Anyway, we're eating and talking and my brother says something about telling my mom what the big present is that we've been promising if she lets him get X, and I can't remember if X was a minibike or a car, but it was something he wanted badly, although I know now that I'm 42 not bad enough to tell our secret, and they're joking around, and everyone's joking around at the table, they're all like: "Ha ha go ahead Frank, tell her what her present is so you can get a minibike," and then I go and do the dumbest thing, thinking that my brother might actually tell her what her present is, not stopping to think about why everyone is laughing and that it's a joke and that I'm nine and I should probably shut up. Instead, I remind him:
"If you tell her, you won't get your birthstone in the ring!"

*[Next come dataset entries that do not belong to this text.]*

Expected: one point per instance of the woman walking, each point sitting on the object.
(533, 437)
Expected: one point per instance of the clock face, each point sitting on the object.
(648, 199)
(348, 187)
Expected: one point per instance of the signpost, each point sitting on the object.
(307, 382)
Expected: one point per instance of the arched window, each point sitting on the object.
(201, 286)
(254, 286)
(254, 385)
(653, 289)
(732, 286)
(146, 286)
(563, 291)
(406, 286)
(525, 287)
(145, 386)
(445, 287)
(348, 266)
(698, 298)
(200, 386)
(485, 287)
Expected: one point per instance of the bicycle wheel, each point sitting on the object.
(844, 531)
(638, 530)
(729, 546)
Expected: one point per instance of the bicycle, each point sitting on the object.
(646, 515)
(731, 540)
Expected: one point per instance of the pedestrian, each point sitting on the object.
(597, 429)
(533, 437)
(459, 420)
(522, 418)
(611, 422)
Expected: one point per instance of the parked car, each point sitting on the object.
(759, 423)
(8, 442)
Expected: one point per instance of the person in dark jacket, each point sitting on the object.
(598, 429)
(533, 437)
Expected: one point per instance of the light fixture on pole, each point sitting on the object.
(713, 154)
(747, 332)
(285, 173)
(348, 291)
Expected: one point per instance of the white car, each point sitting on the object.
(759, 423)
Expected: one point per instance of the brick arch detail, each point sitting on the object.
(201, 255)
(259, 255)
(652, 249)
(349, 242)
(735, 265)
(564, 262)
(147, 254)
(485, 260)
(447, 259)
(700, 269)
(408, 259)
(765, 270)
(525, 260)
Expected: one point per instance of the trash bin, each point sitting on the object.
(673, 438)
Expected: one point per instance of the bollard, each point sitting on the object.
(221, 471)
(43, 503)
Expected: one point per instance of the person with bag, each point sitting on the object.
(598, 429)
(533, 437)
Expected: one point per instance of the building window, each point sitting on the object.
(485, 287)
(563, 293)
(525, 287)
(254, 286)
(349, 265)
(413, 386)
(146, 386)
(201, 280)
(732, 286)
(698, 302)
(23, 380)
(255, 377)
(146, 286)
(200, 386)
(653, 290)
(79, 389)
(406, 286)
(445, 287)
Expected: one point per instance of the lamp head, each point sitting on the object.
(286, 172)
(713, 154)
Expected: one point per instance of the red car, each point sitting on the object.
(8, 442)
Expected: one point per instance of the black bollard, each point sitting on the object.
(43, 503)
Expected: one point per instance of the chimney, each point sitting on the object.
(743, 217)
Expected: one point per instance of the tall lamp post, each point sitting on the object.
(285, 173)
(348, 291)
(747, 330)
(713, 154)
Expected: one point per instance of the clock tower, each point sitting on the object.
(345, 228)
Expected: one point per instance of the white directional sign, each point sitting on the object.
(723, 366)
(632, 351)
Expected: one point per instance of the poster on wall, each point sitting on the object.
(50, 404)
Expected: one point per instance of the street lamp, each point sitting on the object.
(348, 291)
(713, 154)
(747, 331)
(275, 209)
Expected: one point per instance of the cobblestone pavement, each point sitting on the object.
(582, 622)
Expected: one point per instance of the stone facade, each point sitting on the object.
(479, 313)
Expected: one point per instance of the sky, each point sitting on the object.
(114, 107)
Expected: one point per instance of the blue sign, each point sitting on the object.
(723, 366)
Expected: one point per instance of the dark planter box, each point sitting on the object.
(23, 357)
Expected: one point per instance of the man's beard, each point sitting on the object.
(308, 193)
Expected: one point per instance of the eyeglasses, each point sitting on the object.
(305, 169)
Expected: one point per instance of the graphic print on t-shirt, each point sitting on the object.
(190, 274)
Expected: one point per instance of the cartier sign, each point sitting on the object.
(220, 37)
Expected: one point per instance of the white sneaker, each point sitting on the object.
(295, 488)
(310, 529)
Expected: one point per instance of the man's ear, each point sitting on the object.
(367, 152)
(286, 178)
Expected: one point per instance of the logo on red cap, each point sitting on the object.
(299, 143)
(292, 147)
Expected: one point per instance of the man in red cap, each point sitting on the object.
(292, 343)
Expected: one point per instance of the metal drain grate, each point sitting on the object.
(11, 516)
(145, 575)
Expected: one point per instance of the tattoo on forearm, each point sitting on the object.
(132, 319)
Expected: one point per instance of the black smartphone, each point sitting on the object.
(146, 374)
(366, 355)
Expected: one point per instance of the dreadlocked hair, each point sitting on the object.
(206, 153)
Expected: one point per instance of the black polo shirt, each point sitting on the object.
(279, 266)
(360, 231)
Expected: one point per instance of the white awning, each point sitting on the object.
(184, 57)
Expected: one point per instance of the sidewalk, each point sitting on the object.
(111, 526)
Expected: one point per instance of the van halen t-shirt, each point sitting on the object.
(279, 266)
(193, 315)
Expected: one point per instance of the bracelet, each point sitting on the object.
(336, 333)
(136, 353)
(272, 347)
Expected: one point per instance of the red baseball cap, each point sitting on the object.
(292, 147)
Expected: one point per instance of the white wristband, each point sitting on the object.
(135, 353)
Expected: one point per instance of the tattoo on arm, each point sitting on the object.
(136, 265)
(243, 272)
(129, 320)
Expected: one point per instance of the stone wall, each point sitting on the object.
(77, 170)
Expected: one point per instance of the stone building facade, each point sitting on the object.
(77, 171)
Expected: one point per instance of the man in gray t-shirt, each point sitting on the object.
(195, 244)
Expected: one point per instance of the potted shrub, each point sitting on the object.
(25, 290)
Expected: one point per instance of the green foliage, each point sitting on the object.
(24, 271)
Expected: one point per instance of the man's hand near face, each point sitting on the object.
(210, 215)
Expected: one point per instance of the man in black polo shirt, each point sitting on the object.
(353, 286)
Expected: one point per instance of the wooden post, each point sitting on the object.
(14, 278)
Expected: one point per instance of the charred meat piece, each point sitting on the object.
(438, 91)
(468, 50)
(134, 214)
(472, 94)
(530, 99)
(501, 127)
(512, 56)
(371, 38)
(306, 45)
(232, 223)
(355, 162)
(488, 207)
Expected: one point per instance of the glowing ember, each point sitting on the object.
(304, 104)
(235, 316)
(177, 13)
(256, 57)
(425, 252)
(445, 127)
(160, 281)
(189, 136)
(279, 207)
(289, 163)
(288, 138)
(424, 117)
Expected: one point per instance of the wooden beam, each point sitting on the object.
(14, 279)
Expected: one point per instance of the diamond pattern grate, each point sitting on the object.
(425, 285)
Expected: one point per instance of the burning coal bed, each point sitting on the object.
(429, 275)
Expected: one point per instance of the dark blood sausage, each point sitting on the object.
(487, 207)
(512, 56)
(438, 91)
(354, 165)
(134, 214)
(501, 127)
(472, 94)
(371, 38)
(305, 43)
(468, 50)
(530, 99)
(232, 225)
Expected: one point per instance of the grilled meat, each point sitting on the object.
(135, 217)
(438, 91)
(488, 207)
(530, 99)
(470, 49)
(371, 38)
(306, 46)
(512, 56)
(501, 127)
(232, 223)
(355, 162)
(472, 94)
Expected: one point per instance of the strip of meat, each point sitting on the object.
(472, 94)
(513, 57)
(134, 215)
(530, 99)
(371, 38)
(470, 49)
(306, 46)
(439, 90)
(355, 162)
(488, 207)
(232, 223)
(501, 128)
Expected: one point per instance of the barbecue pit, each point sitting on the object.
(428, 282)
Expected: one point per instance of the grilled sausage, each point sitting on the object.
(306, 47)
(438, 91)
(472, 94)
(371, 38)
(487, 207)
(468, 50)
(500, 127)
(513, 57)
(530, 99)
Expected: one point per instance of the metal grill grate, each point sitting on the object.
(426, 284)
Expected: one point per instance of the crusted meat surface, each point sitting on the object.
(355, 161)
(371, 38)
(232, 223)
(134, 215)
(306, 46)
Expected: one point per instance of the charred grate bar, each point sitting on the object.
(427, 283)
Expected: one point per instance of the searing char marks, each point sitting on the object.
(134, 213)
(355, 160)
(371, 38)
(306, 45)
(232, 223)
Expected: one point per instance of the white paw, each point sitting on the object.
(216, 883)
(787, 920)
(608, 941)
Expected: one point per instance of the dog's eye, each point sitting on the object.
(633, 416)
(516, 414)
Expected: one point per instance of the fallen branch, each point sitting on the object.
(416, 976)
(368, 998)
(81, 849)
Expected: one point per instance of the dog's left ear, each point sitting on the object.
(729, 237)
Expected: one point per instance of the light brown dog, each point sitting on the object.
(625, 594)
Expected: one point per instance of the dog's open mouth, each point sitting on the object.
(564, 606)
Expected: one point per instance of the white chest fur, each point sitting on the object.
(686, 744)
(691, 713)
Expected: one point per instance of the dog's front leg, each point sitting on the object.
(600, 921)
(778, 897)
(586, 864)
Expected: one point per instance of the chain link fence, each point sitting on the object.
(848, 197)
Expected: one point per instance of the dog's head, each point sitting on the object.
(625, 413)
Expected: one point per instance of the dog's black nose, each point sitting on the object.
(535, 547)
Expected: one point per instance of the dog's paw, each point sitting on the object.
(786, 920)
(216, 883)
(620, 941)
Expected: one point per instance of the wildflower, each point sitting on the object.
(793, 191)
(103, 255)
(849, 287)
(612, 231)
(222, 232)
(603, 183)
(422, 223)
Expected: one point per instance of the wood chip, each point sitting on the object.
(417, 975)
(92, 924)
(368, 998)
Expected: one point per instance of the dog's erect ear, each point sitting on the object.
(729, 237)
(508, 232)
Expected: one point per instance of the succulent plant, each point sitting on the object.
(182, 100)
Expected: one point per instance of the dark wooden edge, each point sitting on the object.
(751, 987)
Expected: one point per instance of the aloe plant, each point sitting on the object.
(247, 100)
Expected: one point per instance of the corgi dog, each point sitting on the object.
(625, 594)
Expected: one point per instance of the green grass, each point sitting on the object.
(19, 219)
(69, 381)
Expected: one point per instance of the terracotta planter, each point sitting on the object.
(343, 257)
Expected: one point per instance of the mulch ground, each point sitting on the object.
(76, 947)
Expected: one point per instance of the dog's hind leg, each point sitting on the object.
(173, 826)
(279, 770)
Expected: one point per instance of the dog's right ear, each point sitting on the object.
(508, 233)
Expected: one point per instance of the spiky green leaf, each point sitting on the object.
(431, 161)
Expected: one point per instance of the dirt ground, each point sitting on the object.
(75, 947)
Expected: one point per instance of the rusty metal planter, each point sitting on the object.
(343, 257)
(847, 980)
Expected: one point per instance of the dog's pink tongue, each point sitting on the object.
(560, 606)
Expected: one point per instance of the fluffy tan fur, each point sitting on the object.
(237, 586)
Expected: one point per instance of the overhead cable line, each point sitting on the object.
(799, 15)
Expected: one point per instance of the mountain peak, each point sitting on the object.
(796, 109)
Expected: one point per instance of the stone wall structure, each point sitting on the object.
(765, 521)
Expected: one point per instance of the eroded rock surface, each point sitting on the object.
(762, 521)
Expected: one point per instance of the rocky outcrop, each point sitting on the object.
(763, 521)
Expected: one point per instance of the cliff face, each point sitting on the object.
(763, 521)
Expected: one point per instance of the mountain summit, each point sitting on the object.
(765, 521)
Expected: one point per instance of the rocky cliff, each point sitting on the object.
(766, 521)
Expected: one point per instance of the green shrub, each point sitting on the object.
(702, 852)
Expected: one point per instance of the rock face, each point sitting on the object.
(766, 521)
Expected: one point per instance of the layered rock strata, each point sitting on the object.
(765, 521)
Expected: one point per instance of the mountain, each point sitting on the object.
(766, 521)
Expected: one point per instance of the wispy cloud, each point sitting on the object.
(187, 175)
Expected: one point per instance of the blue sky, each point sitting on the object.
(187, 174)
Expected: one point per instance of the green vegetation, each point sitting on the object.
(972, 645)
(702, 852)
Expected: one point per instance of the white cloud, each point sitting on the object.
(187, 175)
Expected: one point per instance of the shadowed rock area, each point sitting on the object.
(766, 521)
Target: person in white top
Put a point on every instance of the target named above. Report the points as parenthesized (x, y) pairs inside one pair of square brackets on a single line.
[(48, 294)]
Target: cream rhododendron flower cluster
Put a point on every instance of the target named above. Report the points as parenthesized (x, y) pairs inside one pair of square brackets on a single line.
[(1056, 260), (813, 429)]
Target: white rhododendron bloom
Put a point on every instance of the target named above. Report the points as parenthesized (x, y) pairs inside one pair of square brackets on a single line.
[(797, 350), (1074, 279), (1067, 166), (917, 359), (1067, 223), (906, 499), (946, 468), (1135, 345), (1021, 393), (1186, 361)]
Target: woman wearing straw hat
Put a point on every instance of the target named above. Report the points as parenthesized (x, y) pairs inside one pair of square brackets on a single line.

Silence. dead air. forks on plates. eyes roll.
I stay steady, but the room is moving. Around me everything swims and I pretend not to know what I said, and my mom is the best, she's saying some Catholic thing like; Honey I think you mean he won't get a Jewel in his Crown, and isn't she the best my mom pretending not to notice that I just RUINED HER BIRTHDAY, and I'm so red and my stomach is sick because the ring is already bought and now I know that my brother and sister will kill me in my sleep.
And I really never wanted anyone to tell me another secret after that.